I would like to thank a number of people who have directly contributed to this book by making me add or change at least one and in some cases many sentences. For comments on the original book, now Chapters 1–8 of this edition, that includes Patrick Dunleavy, Barbara Goodwin, Steve Harrison, Richard Kimber, Alan Manning, Brendan O’Leary, Christopher Pollitt and Martin Smith. I also learned much from the members of the ‘London Rational Choice Group’ at our irregular meetings. These were the most fun and educational meetings I ever attended. They were usually held at Brian Barry's flat in Bloomsbury, and lasted two or three hours, fuelled by the cheese that Brian and Anni provided, and the wine the rest of us brought. Twice there I delivered some of the ideas in this book and the ensuing discussions helped enormously, as did discussions of a paper on this topic delivered at various universities in the United States in early 1987. Members of the Brunel Economics department were helpful in discussing some of the bargaining aspects of political power. I also gave a paper at the Urban Political Studies Group. The lively discussion that followed may not have made me change my mind on any issue, but it gave me fair warning of the problems that I later faced over the oxymoronic – some might say ‘moronic’ – concept of ‘systematic luck’.

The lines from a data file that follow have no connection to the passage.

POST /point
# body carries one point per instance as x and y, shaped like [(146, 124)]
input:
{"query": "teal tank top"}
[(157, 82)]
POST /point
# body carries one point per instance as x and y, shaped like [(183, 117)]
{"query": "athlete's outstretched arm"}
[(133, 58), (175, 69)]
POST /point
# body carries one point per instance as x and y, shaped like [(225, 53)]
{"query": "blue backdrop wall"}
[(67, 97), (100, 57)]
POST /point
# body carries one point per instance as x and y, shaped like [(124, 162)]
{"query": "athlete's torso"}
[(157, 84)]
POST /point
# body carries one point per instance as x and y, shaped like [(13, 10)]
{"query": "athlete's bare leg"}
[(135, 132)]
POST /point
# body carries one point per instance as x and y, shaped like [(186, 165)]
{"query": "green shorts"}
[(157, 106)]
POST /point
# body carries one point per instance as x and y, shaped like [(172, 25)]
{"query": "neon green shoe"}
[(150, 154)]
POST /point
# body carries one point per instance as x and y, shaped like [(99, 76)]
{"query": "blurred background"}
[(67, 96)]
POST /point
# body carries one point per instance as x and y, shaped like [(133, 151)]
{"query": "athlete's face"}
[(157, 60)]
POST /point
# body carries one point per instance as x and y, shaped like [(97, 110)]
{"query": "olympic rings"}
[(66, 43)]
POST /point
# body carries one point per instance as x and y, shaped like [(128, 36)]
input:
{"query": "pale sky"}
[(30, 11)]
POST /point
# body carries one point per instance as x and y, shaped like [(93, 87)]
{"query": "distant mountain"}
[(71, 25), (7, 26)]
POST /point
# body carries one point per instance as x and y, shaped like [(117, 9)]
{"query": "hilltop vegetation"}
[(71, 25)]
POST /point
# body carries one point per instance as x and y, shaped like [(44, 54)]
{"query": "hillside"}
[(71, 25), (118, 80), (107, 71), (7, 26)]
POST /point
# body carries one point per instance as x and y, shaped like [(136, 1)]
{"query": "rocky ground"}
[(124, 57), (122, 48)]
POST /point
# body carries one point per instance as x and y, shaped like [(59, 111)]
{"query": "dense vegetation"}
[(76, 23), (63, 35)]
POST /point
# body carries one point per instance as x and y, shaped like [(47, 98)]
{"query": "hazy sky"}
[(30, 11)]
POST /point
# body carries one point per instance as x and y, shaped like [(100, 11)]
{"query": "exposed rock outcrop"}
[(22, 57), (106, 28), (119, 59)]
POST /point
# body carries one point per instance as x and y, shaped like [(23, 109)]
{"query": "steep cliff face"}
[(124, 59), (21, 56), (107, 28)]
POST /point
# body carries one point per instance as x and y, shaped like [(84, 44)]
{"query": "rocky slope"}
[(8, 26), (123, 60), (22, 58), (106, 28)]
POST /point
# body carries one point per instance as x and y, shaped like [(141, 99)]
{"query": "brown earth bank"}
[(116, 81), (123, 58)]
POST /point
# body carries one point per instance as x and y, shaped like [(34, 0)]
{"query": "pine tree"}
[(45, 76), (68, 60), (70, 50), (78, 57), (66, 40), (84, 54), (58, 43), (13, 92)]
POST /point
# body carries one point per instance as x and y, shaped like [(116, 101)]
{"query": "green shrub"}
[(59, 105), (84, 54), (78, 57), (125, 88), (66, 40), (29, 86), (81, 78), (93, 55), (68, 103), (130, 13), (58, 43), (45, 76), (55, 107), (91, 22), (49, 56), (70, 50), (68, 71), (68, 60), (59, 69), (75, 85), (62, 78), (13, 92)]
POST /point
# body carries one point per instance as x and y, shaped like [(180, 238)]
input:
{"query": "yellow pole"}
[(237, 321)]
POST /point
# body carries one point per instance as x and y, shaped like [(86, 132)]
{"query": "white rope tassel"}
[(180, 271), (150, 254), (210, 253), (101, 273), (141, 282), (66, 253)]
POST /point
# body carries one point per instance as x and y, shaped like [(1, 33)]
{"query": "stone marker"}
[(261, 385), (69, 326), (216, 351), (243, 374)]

Brian Barry, who later became a dear friend, was encouraging from the time of the first proposal to Edward Elgar. Talking to Brian was always a treat and if sometimes I took months to understand his occasionally cryptic comments, their revelatory nature was no less rewarding when I eventually caught up with him. Over the years Brian and I would discuss all sorts of things together. My wife, Anne, and Brian's wife, Anni, would tell of hearing from another room their respective husbands shouting furiously down the phone, only to see them all smiles after the call; Brian and Keith had been having another of their little academic debates.
In more recent years, following Brian's death, my former PhD student, Will Bosworth, has taken on this role. Our discussions these days mostly take place on Messenger, and they can be almost as furious.